Whether or not they’ll admit it, any U.S. basketball team going into international competition is going to think of itself as the favorite. Most American teams have every reason to believe that, but this team, given its lack of superstars, stood to benefit from being humbled. Losing to Australia was a reminder that talent alone will not win this tournament.
Team USA played like a team that had learned its lesson early Monday morning, beating Canada 84-68 in its final exhibition game. With less than a week before its first World Cup game, here are the biggest takeaways from today’s win.
Back to basics
Team USA doesn’t lose often in international competition, but when it does, those losses tend to follow the same basic pattern. They are almost all shootouts, as the Americans typically boast such a talent advantage that they can get complacent on the defensive end of the floor, but the opposing team gets hot down the stretch and manages to steal a victory from right out under Team USA’s noses. That is what happened on Saturday when Australia handed Team USA its first loss since 2006, and it was a game that the Americans clearly learned from.
They did not score particularly effectively in this game. Much of their offense boiled down to one-on-one creation, but their energy level was so high that it hardly mattered. This was the best defensive game that Team USA has played during its exhibition season, and the rebounding battle wasn’t even close at a resounding 55-37 margin. If this team can consistently combine its superior talent with this degree of effort, it is going to leave China with a gold medal.
An obvious weakness
Team USA may have tightened up its defense in this game, but its offense remains a problem for one major reason: turnovers. They play sloppy basketball, and it showed once again today.
The Americans hit double-digit turnovers in every game that it played during exhibition season. That number jumped as high as 24 in their Blue-White scrimmage, and landed at 19 in this one.
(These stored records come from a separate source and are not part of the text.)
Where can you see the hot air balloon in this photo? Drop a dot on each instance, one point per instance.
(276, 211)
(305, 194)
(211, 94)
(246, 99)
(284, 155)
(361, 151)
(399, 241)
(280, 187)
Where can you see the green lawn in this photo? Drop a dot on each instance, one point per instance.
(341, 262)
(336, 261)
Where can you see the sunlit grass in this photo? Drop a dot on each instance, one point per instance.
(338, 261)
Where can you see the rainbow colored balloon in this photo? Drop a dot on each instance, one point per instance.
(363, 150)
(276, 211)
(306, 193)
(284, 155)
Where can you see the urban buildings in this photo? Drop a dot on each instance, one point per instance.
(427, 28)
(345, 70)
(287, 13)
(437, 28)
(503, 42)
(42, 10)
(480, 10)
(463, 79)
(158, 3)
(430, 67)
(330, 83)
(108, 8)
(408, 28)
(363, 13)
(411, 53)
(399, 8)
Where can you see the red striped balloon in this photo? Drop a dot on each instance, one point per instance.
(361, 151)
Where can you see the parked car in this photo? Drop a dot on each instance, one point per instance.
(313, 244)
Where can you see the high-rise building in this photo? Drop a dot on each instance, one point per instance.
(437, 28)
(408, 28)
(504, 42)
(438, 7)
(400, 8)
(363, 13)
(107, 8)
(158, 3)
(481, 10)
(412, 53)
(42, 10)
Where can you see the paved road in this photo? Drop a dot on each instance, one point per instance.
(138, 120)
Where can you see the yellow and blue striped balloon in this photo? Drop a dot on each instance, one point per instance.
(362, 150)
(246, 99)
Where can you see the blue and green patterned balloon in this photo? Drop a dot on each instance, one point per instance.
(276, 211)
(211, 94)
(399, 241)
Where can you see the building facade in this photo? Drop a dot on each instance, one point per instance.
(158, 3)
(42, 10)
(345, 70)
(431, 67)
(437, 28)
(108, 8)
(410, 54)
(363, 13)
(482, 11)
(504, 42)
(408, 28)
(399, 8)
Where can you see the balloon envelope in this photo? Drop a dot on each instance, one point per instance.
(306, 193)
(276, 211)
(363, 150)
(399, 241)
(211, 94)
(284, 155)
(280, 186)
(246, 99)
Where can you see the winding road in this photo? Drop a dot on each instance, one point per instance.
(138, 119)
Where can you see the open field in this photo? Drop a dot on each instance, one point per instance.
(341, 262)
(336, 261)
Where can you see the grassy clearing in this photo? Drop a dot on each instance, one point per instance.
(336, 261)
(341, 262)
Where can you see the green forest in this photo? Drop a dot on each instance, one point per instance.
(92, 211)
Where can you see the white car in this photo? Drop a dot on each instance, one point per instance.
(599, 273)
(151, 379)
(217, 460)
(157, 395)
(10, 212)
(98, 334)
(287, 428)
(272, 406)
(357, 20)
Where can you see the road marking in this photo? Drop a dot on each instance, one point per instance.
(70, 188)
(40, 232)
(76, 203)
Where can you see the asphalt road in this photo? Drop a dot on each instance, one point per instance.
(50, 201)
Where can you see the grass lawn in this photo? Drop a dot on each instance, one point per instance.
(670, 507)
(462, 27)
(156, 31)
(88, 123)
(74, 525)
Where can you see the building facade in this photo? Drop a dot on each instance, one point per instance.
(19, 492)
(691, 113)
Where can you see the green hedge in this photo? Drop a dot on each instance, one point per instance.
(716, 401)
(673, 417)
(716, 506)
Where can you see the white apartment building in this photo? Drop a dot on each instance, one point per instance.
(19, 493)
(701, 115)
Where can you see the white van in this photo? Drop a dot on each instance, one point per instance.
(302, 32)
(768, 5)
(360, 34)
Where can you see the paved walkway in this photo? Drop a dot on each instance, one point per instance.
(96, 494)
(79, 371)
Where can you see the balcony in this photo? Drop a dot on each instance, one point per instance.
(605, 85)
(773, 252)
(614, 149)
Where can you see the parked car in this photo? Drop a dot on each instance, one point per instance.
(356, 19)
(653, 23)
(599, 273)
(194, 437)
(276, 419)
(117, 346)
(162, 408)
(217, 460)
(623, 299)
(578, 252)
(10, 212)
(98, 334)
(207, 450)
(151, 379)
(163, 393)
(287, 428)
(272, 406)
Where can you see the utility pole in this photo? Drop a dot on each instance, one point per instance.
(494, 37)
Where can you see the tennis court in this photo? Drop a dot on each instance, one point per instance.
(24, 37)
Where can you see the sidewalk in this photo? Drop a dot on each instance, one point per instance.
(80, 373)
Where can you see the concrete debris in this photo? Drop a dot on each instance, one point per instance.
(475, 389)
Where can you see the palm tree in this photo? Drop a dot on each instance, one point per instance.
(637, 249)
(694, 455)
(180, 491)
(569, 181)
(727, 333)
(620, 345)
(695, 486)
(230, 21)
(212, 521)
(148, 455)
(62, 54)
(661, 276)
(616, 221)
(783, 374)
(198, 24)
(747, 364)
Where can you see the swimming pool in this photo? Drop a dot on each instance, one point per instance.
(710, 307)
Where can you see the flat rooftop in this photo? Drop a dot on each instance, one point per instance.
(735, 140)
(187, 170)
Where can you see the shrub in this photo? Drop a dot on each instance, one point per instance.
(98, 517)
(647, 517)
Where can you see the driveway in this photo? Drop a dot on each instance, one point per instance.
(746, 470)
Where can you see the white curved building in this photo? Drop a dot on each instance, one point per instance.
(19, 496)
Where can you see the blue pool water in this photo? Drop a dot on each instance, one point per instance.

Team USA’s half-court defense was stellar in this game, but they gave away far too many easy points off of those turnovers. They may have been able to cruise to a 16-point win against an undermanned Canadian team, but those easy points became far more meaningful against top teams.
More lineup shuffling
Gregg Popovich still hasn’t settled on a starting lineup. Though Donovan Mitchell and Myles Turner appear safe as full-time starters during exhibition season, and Kemba Walker likely is as well, thanks to his status as a captain, the forward slots remain highly unstable. Harrison Barnes and Jayson Tatum started in this game, but Jaylen Brown, Joe Harris, Khris Middleton and Marcus Smart have all started exhibition games as well, and Popovich has not named starters for the World Cup.
If anyone earned a starting spot in this game, it was Brown. He led all scorers with 19 points on 8-of-11 shooting, and his defense throughout these exhibition games has been a strong positive. Popovich will likely make changes on a game-by-game basis, but Brown has been the standout at forward so far.
Team USA had already been playing fairly small by putting four shooters around one center, but for the first time in this game, they found real success without a single big man on the floor. They outscored Canada by nine points in around nine minutes of total game time without a center on the floor.
Myles Turner has been excellent throughout these exhibition games, but Mason Plumlee has not, and Brook Lopez has not played much. There will likely come a point in the World Cup in which Team USA needs to play without a big man. If nothing else, it is a nice wrinkle to have prepared against some of the tournament’s top teams. Rudy Gobert has struggled in the NBA against five-out lineups, and Nikola Jokic is not known for his perimeter defense either. Don’t be surprised if Popovich unleashes one of these small lineups at a critical point against either France or Serbia down the line.